In a nutshell:

  • Paid sick time is on the national agenda and likely to gain prominence in 2019.
  • Last year, Michigan became 11th state to enact a paid sick time law.
  • Michigan’s law, originally approved as citizen-initiated petition, was adopted and later amended during the same legislative session to align with similar laws in other states.
  • The controversy over modifying the original law during lame duck may lead to lawsuits, a referendum, or another ballot drive.

Issues around workplace fairness – paid sick time, minimum wage increases, laws barring pregnancy discrimination – have been hot nationally and it looks like further attention will be given to them in 2019. Michigan enacted new laws related to paid sick time and minimum wage late in 2018, and while the ink is barely dry, they are poised to be the center of further public debate.  

Enacted in September, amended in December

A citizen-initiated law was enacted by the legislature in September to avoid it going on the ballot as proposed. As originally passed, it provided generous benefits to almost all Michigan workers. The law provided up to 72 hours of paid sick time a year; small businesses with fewer than 10 employees were required to provide 40 hours paid and 32 hours unpaid time. It also defined family members broadly and allowed paid sick time to be used for many purposes, including health care, school meetings, and closures due to public health emergencies.

The law was enacted by a Republican-led legislature at the urging of the business community with the unstated intent to amend many of its provisions during the lame duck legislative session – that post-election time during which many legislators are voting in their last days as elected officials.

The amended law, signed by Governor Snyder before leaving office, allows employees to accrue one hour of sick time for every 35 hours worked up to 40 hours total. As amended, the law exempts employers with fewer than 50 employees and provides additional exemptions (e.g., individuals exempt from overtime requirements, etc.). It also does not include domestic partners as family members and disallows school meetings as an allowable use of paid sick time.

Now how does the law compare with others?

Michigan is the 11th state with a paid sick time law on the books. Most other states cap paid sick time at 24 to 40 hours and exempt more types of employees than Michigan’s original law. Some states also placed more restrictions on the uses of paid sick time.

The amended law brings Michigan’s more in line with others in both hours granted and exemptions.
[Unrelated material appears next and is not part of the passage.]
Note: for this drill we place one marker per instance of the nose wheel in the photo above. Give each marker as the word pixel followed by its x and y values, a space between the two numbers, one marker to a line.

About half of the state laws allow benefits for domestic partners.   

What’s in store – another ballot drive?

Progressive groups say that lawmakers gutted the original law and have undermined the spirit of the initiative by limiting its benefits. MI Time to Care, the group behind the 2018 petition drive, recently filed a petition to launch a 2020 ballot drive to possibly bring the issue back to the ballot. If that occurs, Michigan will join Maine, which already has a paid sick leave initiative slated for the ballot in 2019.

Another option being considered by supporters is pursuing a voter referendum on the amended law. A referendum effort would require supporters to gather signatures from registered voters equal to five percent of the number of votes cast for governor in the last election. This is not a minor task. The 2018 election saw high voter turnout, meaning that 212,530 signatures would be required.

If supporters gather enough signatures, the newly amended laws would be suspended until they can be voted on at the 2020 election. This means the original citizen-initiated law would be enacted until the referendum; the results of which would determine which version of the paid sick time law would ultimately take effect.

Supporters of the original law are also considering legal options, mostly focused on the legality of the adopt-and-amend strategy. A 1964 Attorney General opinion argued that the legislature cannot adopt and amend citizen initiatives in the same legislative session. The new legislative session brings a new governor and legislators, and waiting would have made the law harder to amend. However, the outgoing attorney general, Bill Schuette, opined that no such prohibition exists and the legislature was within its rights to adopt and amend citizen initiatives in the same legislative session.

Who is correct? Time, and possibly the courts, may tell. While these attorney general opinions are binding, they can be overturned by the courts.